Les plans focaux sont ensuite empilés pour créer un volume ici. Les images à la même profondeur sont affichées à deux moments différents. Le volume de seuil peut ensuite être passé dans des volumes d’interrogation contenant un nombre adéquat de particules pour effectuer la symétrie de vitesse de l’image des particules.
Il s’agit d’un exemple de données d’échantillon recueillies pour le champ vectoriel tridimensionnel du jet causé par des cordes vocales synthétiques sur plusieurs pas de temps. Le côté gauche montre une vue asymétrique I de l’ensemble du champ de vitesse 3D à chaque instant. Les coupes en escalier du plan XY à Z égal à cinq millimètres sont indiquées dans les coupes centrales du plan YZ.
À X égal 14 millimètres sont représentés à droite à t est égal à zéro milliseconde. La corde vocale est fermée et très peu de vélocité sur le terrain est présente. La plus grande vitesse du jet à une milliseconde se déplace dans la direction positive large et réduit son intensité de deux à quatre millisecondes.
Le pli se ferme au bout de cinq millisecondes, ce qui réduit la vitesse du jet et le cycle est répété. Ces données représentent le champ de vitesse à un seul instantané dans le temps, par opposition à la moyenne généralement présentée. Une autre application de l’imagerie par champ lumineux est celle des écoulements bouillonnants.
On voit ici un champ de bulles formé par l’entraînement d’air d’un jet qui frappe la surface de l’eau.

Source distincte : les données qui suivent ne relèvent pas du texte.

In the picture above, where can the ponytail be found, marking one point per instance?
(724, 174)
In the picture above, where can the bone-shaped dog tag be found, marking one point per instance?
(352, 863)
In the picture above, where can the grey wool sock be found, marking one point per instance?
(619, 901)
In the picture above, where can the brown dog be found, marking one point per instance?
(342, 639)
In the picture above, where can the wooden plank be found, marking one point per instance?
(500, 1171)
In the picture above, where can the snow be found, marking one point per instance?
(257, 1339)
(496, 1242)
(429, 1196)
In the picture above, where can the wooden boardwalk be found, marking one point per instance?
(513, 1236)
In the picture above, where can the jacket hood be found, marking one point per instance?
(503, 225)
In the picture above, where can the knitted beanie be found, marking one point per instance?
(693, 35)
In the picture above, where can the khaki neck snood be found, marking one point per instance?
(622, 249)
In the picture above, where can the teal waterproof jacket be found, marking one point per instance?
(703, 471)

Mettre la vidéo en pause à un moment donné. Step permet de refaire la mise au point à travers l’image à différents plans de profondeur pour voir les bulles entrer et sortir de la mise au point.

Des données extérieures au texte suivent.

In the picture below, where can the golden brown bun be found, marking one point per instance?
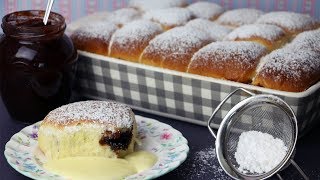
(147, 5)
(238, 17)
(94, 37)
(309, 40)
(234, 61)
(128, 42)
(88, 128)
(170, 17)
(215, 31)
(173, 49)
(123, 16)
(289, 70)
(292, 23)
(270, 36)
(205, 10)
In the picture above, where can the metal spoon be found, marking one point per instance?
(47, 13)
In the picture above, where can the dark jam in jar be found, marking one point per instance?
(38, 64)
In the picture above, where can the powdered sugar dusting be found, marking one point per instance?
(101, 29)
(238, 17)
(123, 16)
(177, 41)
(146, 5)
(139, 30)
(169, 17)
(265, 31)
(214, 30)
(204, 165)
(245, 51)
(307, 40)
(259, 152)
(288, 20)
(290, 64)
(206, 10)
(101, 112)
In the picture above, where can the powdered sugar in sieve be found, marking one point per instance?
(259, 152)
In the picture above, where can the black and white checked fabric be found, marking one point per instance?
(170, 94)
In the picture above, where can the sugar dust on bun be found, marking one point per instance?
(128, 42)
(236, 61)
(169, 18)
(94, 37)
(147, 5)
(238, 17)
(292, 23)
(268, 35)
(88, 128)
(173, 49)
(289, 69)
(205, 10)
(215, 31)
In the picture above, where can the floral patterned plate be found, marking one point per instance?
(166, 143)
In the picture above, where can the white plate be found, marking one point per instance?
(166, 143)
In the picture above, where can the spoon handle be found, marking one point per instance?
(47, 13)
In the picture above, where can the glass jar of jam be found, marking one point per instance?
(37, 64)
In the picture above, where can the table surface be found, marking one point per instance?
(201, 162)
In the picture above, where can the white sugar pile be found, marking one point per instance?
(259, 152)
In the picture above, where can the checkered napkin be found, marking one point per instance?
(171, 94)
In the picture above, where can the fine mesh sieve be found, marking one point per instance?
(263, 113)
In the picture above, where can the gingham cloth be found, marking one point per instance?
(171, 94)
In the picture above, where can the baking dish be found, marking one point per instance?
(182, 96)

Cette image fixe montre, de gauche à droite, l’image brute d’un champ d’écoulement bouillonnant provenant du réseau de caméras et des images refocalisées à des profondeurs de moins 10 millimètres, zéro millimètre et 10 millimètres. Le cercle met en évidence une bulle qui se trouve sur le plan de profondeur de moins 10 millimètres et disparaît de la vue sur les autres plans. Une fois maîtrisés, l’étalonnage et la capture de données peuvent généralement être effectués en quatre heures environ, et la refocalisation de la capture synthétique peut être effectuée en 12 heures environ lors de l’exécution de cette procédure. Il est important d’être très organisé car il y a beaucoup d’étapes dans beaucoup de données qui sont collectées.

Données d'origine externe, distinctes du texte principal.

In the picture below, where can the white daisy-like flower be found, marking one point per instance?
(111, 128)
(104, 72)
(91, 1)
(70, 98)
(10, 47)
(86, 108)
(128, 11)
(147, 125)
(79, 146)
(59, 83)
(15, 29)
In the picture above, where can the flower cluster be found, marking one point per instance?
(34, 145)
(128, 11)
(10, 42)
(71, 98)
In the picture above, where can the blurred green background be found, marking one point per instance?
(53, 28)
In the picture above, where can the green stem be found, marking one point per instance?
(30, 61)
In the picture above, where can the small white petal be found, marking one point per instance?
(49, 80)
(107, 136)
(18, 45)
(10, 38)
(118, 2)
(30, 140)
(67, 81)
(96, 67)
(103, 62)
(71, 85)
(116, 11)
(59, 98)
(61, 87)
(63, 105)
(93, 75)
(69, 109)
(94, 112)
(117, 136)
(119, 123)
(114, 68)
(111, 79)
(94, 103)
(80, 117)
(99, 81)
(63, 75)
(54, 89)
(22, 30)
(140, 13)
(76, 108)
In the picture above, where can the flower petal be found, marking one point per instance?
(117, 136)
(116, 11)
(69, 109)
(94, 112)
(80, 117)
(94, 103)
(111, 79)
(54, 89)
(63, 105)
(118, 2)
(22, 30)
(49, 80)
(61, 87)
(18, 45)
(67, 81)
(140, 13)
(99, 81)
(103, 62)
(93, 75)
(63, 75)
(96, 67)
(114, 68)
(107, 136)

À la suite de cette procédure, les ensembles de données riches peuvent être interrogés pour obtenir des informations physiques sur plusieurs questions telles que : quelles sont les distributions de la taille des bulles dans les écoulements multiphasiques ? Cette technique ouvrira la voie à des chercheurs dans des domaines tels que la biologie physique, où ils pourront étudier la dynamique des fluides du vol des papillons ou la structure tridimensionnelle des volées d’oiseaux. Après avoir regardé cette vidéo, vous devriez avoir une assez bonne compréhension de la façon de configurer les caméras pour l’imagerie du champ lumineux, de les calibrer avec précision, d’effectuer une ouverture synthétique sur les images dans le logiciel et d’utiliser les données volumétriques pour un traitement ultérieur.
Pour des exemples de codes, des ensembles de données et des informations sur les tutoriels, veuillez visiter notre site Web. N’oubliez pas que travailler avec Tad Truscott peut être extrêmement dangereux et prenez toujours toutes les précautions, comme porter un gilet pare-balles lorsque vous travaillez dans son laboratoire.
Cet article présente une technique innovante pour l'imagerie tridimensionnelle (3D) quantitative des écoulements de fluides en utilisant l'imagerie par champ de lumière. La méthode permet la reconstruction de champs de vitesse 3D et des distributions de tailles de bulles multi-phases à partir de réseaux de caméras calibrées.